Dia pun mendatangi Klinik Asia Medika Tandam. Setibanya di sana, keluarga menemukan korban telah meninggal dunia dengan kondisi tubuh lebam-lebam.
Merasa curiga, pihak keluarga membawa jasad korban ke RS Djoelham Binjai untuk diautopsi. Namun, setibanya di sana, pihak rumah sakit meminta surat resmi dari pihak kepolisian untuk permintaan autopsi itu.
Alhasil, pihak keluarga membawa jasad korban ke Polsek Hamparan Perak sekaligus membuat laporan. Pada akhirnya, jasad korban dibawa ke RS Bhayangkara TK II Medan untuk diautopsi.
“Sekitar pukul pukul 07.30 WIB, kita bawa ke RS Bhayangkara untuk melakukan autopsi. Sampai RS Bhayangkara sekitar pukul 09.30 WIB. Kita langsung ke ruang jenazah. Di situ sampai dengan selesai autopsi,” sebutnya.
Autopsi selesai dilakukan pada Selasa sore harinya. Setelah autopsi, pihak keluarga membawa jasad korban ke rumah duka untuk dimakamkan.
Sudarmanto mengatakan bahwa sebelum kejadian itu, korban memang tengah keluar rumah.
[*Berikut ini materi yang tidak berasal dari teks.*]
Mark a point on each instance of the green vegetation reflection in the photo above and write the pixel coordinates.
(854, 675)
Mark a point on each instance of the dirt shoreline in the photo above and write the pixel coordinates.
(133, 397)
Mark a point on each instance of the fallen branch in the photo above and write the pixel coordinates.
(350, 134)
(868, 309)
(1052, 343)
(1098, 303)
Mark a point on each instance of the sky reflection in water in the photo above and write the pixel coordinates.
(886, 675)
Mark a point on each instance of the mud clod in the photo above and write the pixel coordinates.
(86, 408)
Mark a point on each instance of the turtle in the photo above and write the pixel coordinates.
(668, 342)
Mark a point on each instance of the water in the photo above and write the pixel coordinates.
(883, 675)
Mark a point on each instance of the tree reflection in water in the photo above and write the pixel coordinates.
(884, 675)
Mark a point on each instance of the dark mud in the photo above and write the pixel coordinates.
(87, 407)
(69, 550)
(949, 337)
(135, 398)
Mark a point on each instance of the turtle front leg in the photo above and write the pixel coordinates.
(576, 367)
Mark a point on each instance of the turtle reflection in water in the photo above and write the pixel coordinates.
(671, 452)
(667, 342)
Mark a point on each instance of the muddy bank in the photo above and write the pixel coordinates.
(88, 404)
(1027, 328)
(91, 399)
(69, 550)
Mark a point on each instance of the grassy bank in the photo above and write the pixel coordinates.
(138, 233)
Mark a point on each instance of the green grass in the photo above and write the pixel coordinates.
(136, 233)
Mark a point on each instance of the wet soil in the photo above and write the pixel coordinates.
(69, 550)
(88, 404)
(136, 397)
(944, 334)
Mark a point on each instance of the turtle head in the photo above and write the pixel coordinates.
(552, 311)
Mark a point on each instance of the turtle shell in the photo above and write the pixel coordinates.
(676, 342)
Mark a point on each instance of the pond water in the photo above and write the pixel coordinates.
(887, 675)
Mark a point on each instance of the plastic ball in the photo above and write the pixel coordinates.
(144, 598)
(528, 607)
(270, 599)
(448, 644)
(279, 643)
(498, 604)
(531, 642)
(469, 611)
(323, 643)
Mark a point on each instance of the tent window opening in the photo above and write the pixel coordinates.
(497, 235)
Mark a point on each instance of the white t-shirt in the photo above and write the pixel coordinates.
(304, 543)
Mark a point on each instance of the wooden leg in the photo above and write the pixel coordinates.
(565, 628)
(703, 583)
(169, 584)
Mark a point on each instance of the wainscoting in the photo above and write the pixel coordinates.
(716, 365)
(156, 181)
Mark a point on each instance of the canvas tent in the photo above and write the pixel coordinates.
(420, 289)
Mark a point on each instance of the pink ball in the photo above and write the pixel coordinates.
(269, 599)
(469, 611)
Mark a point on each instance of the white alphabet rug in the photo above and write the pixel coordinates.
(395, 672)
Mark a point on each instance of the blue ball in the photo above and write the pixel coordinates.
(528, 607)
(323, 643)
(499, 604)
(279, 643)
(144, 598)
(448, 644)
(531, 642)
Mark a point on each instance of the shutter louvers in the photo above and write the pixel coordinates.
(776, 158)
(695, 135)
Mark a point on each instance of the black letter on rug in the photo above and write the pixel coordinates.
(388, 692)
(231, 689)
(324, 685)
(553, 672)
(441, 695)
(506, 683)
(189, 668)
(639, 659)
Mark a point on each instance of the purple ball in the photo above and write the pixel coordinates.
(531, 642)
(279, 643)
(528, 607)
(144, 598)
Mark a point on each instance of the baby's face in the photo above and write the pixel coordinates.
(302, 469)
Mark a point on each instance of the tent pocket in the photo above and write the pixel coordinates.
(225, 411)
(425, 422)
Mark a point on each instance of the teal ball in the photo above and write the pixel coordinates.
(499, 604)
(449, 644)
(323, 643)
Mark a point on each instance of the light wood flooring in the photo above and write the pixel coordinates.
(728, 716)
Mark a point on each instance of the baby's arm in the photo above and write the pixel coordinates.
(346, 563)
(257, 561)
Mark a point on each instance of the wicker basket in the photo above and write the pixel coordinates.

Namun, pihak keluarga tidak mengetahui ke mana korban pergi.
Belakangan, baru diketahui kalau korban telah meninggal dunia usai diduga kepergok mencuri sawit. Berdasarkan informasi yang diterimanya, korban awalnya dipergoki oleh para petugas keamanan di tempat agen sawit.
Setelah itu, korban dibawa ke salah satu tempat yang tak jauh dari lokasi dan dianiaya. Kemudian, petugas keamanan membawa korban ke klinik.
“(Pengeroyokan) di luar perkebunan, tepatnya di perkampungan. Mereka (pelaku) menunggu di agen sawit, di dekat situlah dipukuli. Pihak klinik bilang begitu sampai korban sudah meninggal,” ujarnya.
Pihak keluarga berharap kematian korban bisa diusut petugas kepolisian. Sudarmanto juga menyesalkan perbuatan para terduga pelaku yang menganiaya adik iparnya hingga tewas.
“Kami minta keadilan terhadap kasus ini. Kami mengakui korban bersalah, tapi kok mesti sampai menghilangkan nyawa?, kenapa tidak dilaporkan pihak berwajib?. Kita kan tidak boleh untuk main hakim sendiri,” sebut Sudarmanto.
Berdasarkan keterangan saksi, korban diduga dikeroyok sekitar 6 orang petugas pengamanan perkebunan yang ada di wilayah tersebut.